Construction on the controversial Nord Stream 2 pipeline in the Baltic Sea is set to resume next week, a company spokesman said on Saturday.
Work on the pipeline was at a standstill for a year as companies working on the project pulled out under the pressure of sanctions from the United States.
The company leading the project told news agency DPA it aims to get back to work by December 5.
The 1,230-kilometer (764-mile) pipeline will bring natural gas from Russia's Siberian gas fields to Germany, Europe's biggest economy.
The US and several of Germany's European partners have opposed the project, warning that Berlin will become too reliant on Russia for energy.
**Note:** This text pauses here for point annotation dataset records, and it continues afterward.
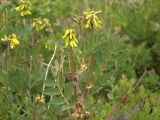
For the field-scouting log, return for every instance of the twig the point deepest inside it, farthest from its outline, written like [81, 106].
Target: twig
[144, 73]
[49, 64]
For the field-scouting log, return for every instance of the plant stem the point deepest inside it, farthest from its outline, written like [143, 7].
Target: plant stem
[49, 64]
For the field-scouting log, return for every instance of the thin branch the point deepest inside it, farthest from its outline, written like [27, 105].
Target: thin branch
[49, 64]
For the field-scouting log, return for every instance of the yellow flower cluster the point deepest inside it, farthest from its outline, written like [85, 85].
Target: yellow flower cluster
[39, 99]
[11, 40]
[92, 20]
[24, 7]
[40, 24]
[70, 38]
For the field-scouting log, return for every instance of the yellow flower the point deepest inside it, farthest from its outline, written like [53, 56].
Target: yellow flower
[70, 38]
[11, 40]
[40, 24]
[92, 20]
[39, 99]
[24, 7]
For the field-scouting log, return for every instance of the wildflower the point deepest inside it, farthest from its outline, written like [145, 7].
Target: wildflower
[39, 99]
[70, 38]
[24, 7]
[49, 46]
[79, 19]
[40, 24]
[11, 40]
[92, 20]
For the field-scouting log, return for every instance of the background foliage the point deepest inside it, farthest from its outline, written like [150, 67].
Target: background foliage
[125, 58]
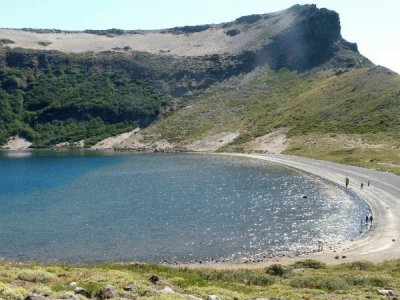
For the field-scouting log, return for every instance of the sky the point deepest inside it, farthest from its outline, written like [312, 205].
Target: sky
[373, 25]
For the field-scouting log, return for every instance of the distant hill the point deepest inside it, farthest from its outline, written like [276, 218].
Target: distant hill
[284, 81]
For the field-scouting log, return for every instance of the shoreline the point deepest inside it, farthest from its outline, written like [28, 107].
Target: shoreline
[378, 244]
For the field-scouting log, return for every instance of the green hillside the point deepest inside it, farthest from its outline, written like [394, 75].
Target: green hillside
[303, 280]
[323, 115]
[52, 106]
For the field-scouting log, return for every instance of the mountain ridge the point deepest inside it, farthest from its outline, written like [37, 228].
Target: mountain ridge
[247, 79]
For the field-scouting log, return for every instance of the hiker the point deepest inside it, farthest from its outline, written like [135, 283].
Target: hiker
[320, 246]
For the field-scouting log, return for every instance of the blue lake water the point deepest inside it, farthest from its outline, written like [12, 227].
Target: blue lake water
[88, 207]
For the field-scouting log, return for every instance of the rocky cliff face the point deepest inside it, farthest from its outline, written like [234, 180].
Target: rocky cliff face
[172, 62]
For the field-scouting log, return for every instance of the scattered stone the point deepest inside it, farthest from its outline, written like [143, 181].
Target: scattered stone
[108, 292]
[35, 297]
[167, 290]
[81, 291]
[69, 295]
[385, 292]
[192, 297]
[154, 279]
[130, 288]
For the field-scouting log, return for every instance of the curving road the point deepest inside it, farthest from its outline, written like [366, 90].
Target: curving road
[381, 242]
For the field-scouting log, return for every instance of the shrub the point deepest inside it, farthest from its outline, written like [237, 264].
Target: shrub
[36, 276]
[309, 264]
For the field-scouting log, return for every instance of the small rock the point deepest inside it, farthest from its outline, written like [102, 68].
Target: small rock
[69, 295]
[81, 291]
[154, 279]
[192, 297]
[167, 290]
[385, 292]
[108, 292]
[35, 297]
[130, 288]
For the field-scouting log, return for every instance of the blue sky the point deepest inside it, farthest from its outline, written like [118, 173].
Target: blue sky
[373, 25]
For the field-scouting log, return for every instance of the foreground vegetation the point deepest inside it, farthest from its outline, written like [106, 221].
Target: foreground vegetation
[303, 280]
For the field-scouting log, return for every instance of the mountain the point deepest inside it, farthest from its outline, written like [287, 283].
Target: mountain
[283, 81]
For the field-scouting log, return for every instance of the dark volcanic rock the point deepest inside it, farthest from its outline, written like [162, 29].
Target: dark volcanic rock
[232, 32]
[248, 19]
[307, 43]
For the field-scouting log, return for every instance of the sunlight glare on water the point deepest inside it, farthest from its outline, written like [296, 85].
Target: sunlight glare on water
[166, 207]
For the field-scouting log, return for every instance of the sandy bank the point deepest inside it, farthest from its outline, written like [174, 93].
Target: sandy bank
[383, 195]
[16, 143]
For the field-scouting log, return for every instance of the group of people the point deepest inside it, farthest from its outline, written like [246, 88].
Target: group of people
[368, 219]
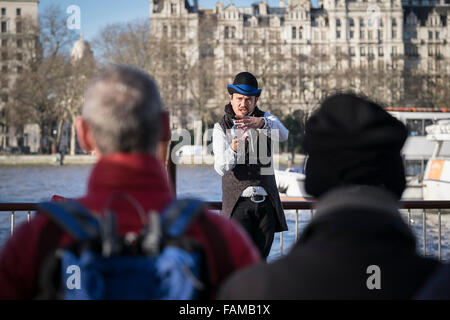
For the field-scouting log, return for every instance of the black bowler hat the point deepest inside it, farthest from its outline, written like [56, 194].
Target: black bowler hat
[245, 83]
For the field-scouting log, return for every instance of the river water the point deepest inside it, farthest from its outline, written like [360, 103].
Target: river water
[40, 183]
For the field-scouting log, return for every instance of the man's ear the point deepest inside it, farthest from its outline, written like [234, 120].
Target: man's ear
[165, 134]
[84, 133]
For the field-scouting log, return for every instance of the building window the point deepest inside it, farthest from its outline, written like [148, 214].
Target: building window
[174, 31]
[352, 51]
[182, 32]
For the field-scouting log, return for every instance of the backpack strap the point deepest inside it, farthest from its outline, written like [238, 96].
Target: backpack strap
[73, 218]
[179, 215]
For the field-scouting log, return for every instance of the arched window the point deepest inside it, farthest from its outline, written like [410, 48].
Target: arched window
[174, 31]
[182, 32]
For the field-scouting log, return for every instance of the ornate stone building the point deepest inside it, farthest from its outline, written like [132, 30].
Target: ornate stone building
[17, 17]
[301, 52]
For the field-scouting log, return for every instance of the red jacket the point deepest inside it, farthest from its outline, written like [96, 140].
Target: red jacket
[144, 178]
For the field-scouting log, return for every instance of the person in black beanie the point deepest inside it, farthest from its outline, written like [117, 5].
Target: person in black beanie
[242, 142]
[357, 246]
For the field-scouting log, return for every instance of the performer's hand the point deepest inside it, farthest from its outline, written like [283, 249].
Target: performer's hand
[250, 122]
[235, 142]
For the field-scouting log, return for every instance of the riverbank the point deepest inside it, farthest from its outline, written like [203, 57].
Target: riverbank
[51, 159]
[54, 159]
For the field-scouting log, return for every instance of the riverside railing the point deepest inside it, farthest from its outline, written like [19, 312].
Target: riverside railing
[409, 210]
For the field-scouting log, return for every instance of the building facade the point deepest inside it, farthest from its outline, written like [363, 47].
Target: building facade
[301, 52]
[18, 20]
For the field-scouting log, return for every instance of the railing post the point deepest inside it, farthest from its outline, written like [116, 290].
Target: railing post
[439, 234]
[281, 243]
[409, 217]
[424, 232]
[12, 223]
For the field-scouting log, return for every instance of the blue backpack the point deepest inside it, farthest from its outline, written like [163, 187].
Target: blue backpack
[159, 263]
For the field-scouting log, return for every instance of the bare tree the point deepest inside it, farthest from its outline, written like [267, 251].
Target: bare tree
[34, 96]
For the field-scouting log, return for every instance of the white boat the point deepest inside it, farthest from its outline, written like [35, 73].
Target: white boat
[436, 181]
[290, 183]
[416, 152]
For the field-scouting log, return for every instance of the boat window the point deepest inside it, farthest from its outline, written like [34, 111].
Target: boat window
[415, 167]
[416, 127]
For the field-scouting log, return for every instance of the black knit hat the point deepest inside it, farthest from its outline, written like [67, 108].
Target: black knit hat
[244, 83]
[351, 140]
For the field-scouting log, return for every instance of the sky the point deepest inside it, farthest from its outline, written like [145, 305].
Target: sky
[95, 14]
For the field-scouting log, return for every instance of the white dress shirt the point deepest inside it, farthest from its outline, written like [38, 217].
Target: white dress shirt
[225, 158]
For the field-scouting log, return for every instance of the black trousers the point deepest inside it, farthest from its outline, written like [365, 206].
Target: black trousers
[258, 219]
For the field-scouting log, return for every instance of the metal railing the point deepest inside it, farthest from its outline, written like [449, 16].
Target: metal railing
[407, 209]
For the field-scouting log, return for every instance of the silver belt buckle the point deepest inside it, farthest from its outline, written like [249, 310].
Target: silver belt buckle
[253, 198]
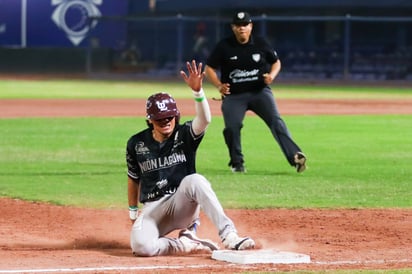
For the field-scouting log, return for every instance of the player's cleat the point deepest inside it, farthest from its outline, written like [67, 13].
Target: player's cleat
[234, 242]
[300, 162]
[192, 243]
[238, 168]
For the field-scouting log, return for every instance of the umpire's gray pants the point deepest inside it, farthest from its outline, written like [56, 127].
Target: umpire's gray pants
[177, 211]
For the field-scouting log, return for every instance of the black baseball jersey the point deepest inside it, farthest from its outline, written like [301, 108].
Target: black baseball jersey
[243, 65]
[160, 167]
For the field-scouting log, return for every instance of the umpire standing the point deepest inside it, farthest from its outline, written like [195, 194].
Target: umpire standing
[248, 65]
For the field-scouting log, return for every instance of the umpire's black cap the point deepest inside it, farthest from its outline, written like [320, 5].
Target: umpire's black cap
[241, 18]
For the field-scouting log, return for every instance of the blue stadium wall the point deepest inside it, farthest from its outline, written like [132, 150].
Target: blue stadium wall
[58, 35]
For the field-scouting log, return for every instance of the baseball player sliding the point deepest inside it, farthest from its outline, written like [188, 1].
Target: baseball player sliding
[161, 162]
Nord Stream 2, which largely follows the route of the original Nord Stream pipeline, will double the amount of natural gas that Germany can import from Russia. The system is designed to deliver up to 55 billion cubic meters (1,942 trillion cubic feet) per year once completed.
A map highlighting the Nord Stream and Nord Stream 2 pipelines in the Baltic sea
Construction is nearly complete, but work came to halt suddenly in December 2019 near the Danish island of Bornholm when two Swiss laying vessels ceased working after the US threatened to impose sanctions on companies working on the project.
The announcement regarding the project's continuation was first reported by German radio broadcaster Norddeutscher Rundfunk following a statement by the Baltic Sea Waterways and Shipping Office in Stralsund.
The go-ahead allows the Nord Stream 2 company, majority-owned by Russian firm Gazprom, to finish the short stretch of the pipeline which remains.
The US government has remained hostile to the project. Companies from the US also sell gas to Europe, but not as cheaply as that pumped from the Baltic pipelines.
The US also warned that the increased consumption of Russian natural gas would render Germany highly dependent on Moscow.
The EU and Eastern European countries worry about Russia's stranglehold over central Europe's access to energy. They also protested the loss of income in countries such as Poland, Slovakia, and Ukraine from transit fees.